Um dos principais desafios encontra-se na estrutura do setor, que ainda é caracterizado por concentração e descoordenação. A economia criativa no Brasil tende a ser excessivamente dependente do eixo Rio-São Paulo, enquanto talentos oriundos de favelas, periferias e outras regiões ficam subfinanciados. Governos, agências públicas, o setor privado e os criadores frequentemente atuam de maneira isolada, enquanto plataformas internacionais controlam a distribuição, os dados e a monetização do conteúdo que produzem.
Rumo à Soberania Cultural e Digital
Produzimos uma quantidade significativa de cultura, mas temos pouco controle sobre sua circulação global, que ocorre sob regras que não definimos. A falta de soberania cultural e digital é evidente, assim como a necessidade de se entender que o soft power deve integrar uma infraestrutura econômica sólida.
Apesar dos desafios, é importante notar que novos caminhos estão sendo explorados. A proposta da “Rouanet das favelas” marca uma mudança significativa ao reconhecer os territórios populares como polos legítimos de produção cultural e econômica, desafiando a histórica concentração de recursos. Cada real investido em cultura por meio da Lei Rouanet gera R$ 7,59 em impactos econômicos e sociais.

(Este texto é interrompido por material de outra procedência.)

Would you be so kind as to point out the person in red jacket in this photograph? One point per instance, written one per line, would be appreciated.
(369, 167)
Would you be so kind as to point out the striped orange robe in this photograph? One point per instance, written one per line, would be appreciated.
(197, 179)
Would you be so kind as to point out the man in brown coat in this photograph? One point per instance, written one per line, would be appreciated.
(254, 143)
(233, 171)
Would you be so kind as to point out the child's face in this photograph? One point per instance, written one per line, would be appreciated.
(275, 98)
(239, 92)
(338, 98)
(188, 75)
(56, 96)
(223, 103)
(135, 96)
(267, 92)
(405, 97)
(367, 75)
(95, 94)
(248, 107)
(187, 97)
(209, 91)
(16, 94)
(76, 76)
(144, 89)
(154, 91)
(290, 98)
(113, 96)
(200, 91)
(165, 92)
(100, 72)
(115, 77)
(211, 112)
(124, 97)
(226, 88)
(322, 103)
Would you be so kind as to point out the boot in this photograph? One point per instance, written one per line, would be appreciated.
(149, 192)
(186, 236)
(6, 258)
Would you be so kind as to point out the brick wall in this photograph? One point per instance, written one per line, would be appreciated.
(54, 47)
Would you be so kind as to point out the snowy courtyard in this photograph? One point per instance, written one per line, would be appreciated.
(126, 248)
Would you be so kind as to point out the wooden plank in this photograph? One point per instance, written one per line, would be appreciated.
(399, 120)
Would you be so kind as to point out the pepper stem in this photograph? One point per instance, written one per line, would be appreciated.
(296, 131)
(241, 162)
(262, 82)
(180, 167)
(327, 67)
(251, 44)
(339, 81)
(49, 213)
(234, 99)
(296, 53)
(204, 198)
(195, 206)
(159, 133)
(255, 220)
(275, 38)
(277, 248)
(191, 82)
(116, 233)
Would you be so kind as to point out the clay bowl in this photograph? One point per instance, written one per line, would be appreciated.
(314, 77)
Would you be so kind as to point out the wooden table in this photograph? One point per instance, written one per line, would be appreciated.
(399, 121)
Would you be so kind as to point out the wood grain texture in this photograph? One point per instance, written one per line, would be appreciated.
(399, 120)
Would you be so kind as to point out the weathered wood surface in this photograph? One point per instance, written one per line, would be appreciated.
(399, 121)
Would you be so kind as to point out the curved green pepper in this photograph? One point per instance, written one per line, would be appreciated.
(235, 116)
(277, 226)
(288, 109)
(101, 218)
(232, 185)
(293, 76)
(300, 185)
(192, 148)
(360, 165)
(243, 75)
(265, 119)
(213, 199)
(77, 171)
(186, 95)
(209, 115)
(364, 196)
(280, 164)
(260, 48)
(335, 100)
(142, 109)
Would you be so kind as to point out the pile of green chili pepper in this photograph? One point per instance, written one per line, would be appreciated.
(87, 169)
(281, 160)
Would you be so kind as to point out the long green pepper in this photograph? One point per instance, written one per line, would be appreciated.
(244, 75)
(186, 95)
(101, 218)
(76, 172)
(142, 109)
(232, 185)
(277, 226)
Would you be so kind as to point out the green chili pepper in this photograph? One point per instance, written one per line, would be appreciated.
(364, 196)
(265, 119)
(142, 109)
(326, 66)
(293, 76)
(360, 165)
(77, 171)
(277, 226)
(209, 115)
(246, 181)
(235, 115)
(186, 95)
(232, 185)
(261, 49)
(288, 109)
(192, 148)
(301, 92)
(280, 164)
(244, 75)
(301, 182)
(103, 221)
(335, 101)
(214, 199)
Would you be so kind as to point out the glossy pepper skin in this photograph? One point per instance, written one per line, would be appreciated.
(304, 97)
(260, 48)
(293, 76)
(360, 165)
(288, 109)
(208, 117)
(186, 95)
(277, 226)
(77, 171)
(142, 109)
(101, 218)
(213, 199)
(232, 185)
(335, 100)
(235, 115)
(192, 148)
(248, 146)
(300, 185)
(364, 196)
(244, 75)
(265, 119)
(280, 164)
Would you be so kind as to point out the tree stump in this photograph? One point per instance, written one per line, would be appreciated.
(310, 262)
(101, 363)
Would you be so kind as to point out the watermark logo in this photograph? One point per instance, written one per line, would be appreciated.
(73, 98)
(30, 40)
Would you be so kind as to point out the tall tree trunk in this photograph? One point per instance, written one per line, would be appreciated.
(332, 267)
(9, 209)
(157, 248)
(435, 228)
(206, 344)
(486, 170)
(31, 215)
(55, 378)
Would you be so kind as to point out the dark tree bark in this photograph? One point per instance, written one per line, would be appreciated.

Além disso, a participação de empreendedores da Expo Favela na Web Summit, em Lisboa, organizada pela ApexBrasil, demonstrou como cultura, inovação e negócios podem se interligar na estratégia internacional do Brasil.
Desafio: Políticas Culturais Sustentáveis
Essas iniciativas evidenciam que o desafio não é mais provar a existência ou o valor da criatividade brasileira. O verdadeiro desafio é transformar essas boas ideias em políticas sustentáveis, com continuidade estratégica, alcance nacional e uma visão de longo prazo. É uma questão de estabelecer uma política de Estado, não apenas ações pontuais.
O caminho para essa transformação já está delineado. Ele contempla a criação de uma marca unificada de promoção internacional, uma estratégia vigorosa de exportação cultural e a ampliação do papel da Ancine para além do tradicional audiovisual, além de investimentos consistentes em formação técnica, distribuição própria e excelência em dublagem e legendagem.
Um Investimento Necessário
O investimento requerido para estruturar essa nova era cultural não é exorbitante. Aproximadamente R$ 3,5 bilhões ao longo de cinco anos seria suficiente para alavancar esse salto, um valor modesto quando comparado ao retorno potencial em exportações, empregos e influência global.
Portanto, a questão não é se o Brasil pode se tornar uma potência cultural global — isso já é uma realidade. O que realmente importa é entender por que continuamos a tratar essa realidade como um detalhe, quando deveria ser um projeto de nação estratégico.